As equipas realmente vencedoras são aquelas que conseguem manter os mesmos níveis de concentração e exigência independentemente do adversário ou do contexto. O hábito de ganhar não se constrói apenas nos grandes jogos, constrói-se diariamente, através de uma cultura competitiva que não permite relaxamentos. A próxima época mostrará se este desaire foi apenas um acidente de percurso ou um sinal de que existem aspetos a corrigir numa equipa que vinha a dar claros sinais de crescimento.
O Benfica e a urgência de decidir
O problema do Benfica não se resume aos seis jogos adicionais que terá de disputar para alcançar a fase de liga da Liga Europa. O verdadeiro problema é que estas exigências surgem num momento de enorme indefinição. A poucas semanas do arranque da nova temporada, continua sem existir uma decisão clara sobre a liderança técnica da equipa. Num clube da dimensão do Benfica, o planeamento da época seguinte deveria estar praticamente concluído nesta fase do ano.
Em vez disso, a sensação transmitida para o exterior é a de uma estrutura que aguarda acontecimentos sobre os quais não tem controlo, adiando decisões que deveriam depender exclusivamente da sua vontade e da sua estratégia. O mais preocupante não é a demora na tomada de decisão, mas sim a imagem de impotência que dela resulta.

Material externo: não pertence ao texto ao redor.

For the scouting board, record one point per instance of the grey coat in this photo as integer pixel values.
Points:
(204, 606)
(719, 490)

Os grandes clubes afirmam a sua liderança através da capacidade de decidir, definir caminhos e executar planos. Quando a perceção é a de que os acontecimentos ditam o comportamento da administração e não o contrário, instala-se inevitavelmente a dúvida. A especulação aumenta, a incerteza prolonga-se e a preparação da nova época pode ficar comprometida.

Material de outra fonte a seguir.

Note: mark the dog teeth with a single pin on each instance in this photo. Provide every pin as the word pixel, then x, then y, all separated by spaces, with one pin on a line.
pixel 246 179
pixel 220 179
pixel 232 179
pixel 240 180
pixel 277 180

Num contexto já marcado pela ausência da Liga dos Campeões e pela necessidade de disputar mais seis jogos europeus, esta indefinição transmite uma sensação de falta de rumo. Os clubes de topo distinguem-se, muitas vezes, não pelas decisões que tomam quando tudo corre bem, mas pela rapidez e clareza com que atuam nos momentos mais difíceis. O Benfica enfrenta hoje um desses momentos. Quanto mais tempo adiar decisões estruturais, maior será o risco de começar a próxima época condicionado por problemas que deveriam estar resolvidos muito antes do primeiro treino.
Teve de sair de Portugal para ser valorizado. Fez uma grande carreira e merece o nosso reconhecimento. Espero que do lado de fora possa ser alguém com um pensamento critico que nos ajude a evoluir na direção certa.
As despedidas de Guardiola e Bernardo Silva foram marcantes e inesquecíveis. A forma como o Manchester City se despediu de algumas referências da última década diz muito sobre a cultura e valores que regem o clube.
Com mais dias de descanso e de preparação, a perda da final da Taça de Portugal frente ao Torreense é um falhanço inexplicável.